# Suggest a TV between Samsung UA46ES6800R and Sony 46HX850



## vdarla (Aug 30, 2012)

Can someone pls suggest a better option between Samsung UA46ES6800R and Sony 46HX850. Both have almost similar specs.
I am a little inclined towards Samsung coz I think it supports more video formats than Sony.

Pls clarify..

Thanks


----------



## randomuser111 (Aug 30, 2012)

LOL! Talk about comparing a BMW 3 series with Honda Accord in performance. 

Bravia HX850 is superior in every way to ES6800 dude. PQ is on another level altogether. Even Samsung ES8000 doesn't have as good picture quality as HX850, so don't even think of comparing with the ES6800. 

If file format support is more important to you, buy Samsung.

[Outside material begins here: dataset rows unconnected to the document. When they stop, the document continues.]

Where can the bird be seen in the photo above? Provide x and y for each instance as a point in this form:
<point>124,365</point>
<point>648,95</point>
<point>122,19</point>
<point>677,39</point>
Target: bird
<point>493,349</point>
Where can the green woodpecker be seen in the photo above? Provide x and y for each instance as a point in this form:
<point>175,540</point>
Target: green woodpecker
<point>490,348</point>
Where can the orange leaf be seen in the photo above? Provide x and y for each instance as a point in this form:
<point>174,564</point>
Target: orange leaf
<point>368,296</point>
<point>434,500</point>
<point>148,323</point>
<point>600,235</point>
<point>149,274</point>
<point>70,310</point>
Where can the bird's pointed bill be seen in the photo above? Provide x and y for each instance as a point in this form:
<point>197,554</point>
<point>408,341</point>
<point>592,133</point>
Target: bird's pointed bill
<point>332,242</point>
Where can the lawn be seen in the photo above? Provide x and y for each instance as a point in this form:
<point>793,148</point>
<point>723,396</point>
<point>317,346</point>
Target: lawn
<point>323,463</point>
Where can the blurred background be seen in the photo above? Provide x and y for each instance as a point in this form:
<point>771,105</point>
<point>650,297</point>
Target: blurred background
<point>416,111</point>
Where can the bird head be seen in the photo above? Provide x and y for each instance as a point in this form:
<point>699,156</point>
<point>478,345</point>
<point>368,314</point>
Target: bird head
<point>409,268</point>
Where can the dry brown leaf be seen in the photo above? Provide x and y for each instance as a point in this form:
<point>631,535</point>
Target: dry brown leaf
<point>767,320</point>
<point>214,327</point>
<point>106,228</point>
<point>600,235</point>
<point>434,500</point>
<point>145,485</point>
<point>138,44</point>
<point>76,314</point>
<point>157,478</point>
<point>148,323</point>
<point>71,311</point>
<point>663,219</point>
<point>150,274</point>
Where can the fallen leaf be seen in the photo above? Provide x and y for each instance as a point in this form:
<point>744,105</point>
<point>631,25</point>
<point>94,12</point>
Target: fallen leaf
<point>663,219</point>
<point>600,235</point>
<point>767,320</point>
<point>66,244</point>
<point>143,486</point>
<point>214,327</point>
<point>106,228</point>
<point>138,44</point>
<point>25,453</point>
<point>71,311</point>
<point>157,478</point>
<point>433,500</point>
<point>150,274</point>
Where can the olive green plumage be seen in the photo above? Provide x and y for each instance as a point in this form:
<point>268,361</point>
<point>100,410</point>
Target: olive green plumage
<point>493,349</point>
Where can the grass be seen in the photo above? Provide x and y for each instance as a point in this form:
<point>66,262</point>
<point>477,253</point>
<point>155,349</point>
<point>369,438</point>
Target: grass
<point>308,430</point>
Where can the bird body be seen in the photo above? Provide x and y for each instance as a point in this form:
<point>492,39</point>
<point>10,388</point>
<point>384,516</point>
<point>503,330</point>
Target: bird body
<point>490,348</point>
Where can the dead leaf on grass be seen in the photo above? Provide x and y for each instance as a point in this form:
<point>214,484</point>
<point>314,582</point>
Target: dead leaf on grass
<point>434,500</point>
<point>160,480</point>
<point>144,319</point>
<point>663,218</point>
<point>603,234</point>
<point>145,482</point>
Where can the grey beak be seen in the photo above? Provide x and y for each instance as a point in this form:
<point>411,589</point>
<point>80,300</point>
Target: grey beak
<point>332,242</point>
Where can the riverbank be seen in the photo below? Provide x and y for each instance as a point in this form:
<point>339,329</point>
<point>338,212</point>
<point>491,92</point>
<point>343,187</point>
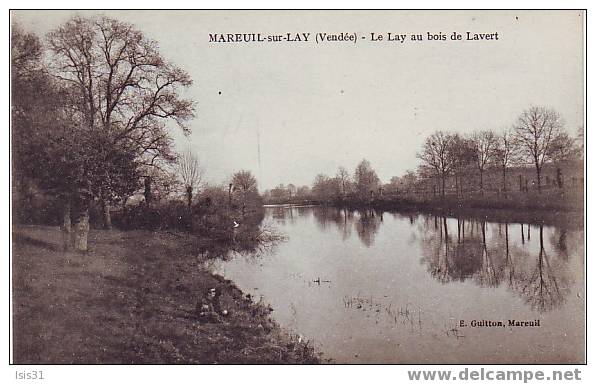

Otherwise Sony HX850 is the superior TV in every respect.


----------



## aroraanant (Aug 31, 2012)

Exactly it would be good if you would have compared HX850 with ES8000.
Anyways, if you need to choose among those two options only then get Sony.

@rider- I think HX850 supports almost all formats, doesn't it?


----------



## randomuser111 (Aug 31, 2012)

^
No, HX850 doesn't play mkv.


----------



## aroraanant (Aug 31, 2012)

Are sony smart apps better than Samsung?


----------



## reniarahim1 (Aug 31, 2012)

Dont go with the apps..they are more or less useless. go with the one with superior picture quality and HX850 in this case.
For apps get an android media player.


----------



## gaurav_div (Sep 1, 2012)

bro one thing is clear that the picture quality and durability of sony is far far better.....so if i would be at your place i would have brought sony....


----------



## randomuser111 (Sep 1, 2012)

@aroraanant

Sony Bravia Internet features include Sony Entertainment Network, Twitter, Facebook, Skype, Web Browser, Indiatimes, BIGFlix, Star Player, Bollywood Hungama and Opera Apps which has games and other apps.


----------



## Sam22 (Sep 2, 2012)

If it's only upto apps and the video formats one brand is suporting, then you can go for samsung but If we compare the PQ of both the gven models, I would preferably go for sony as the PQ in sony is far better than sammy.


----------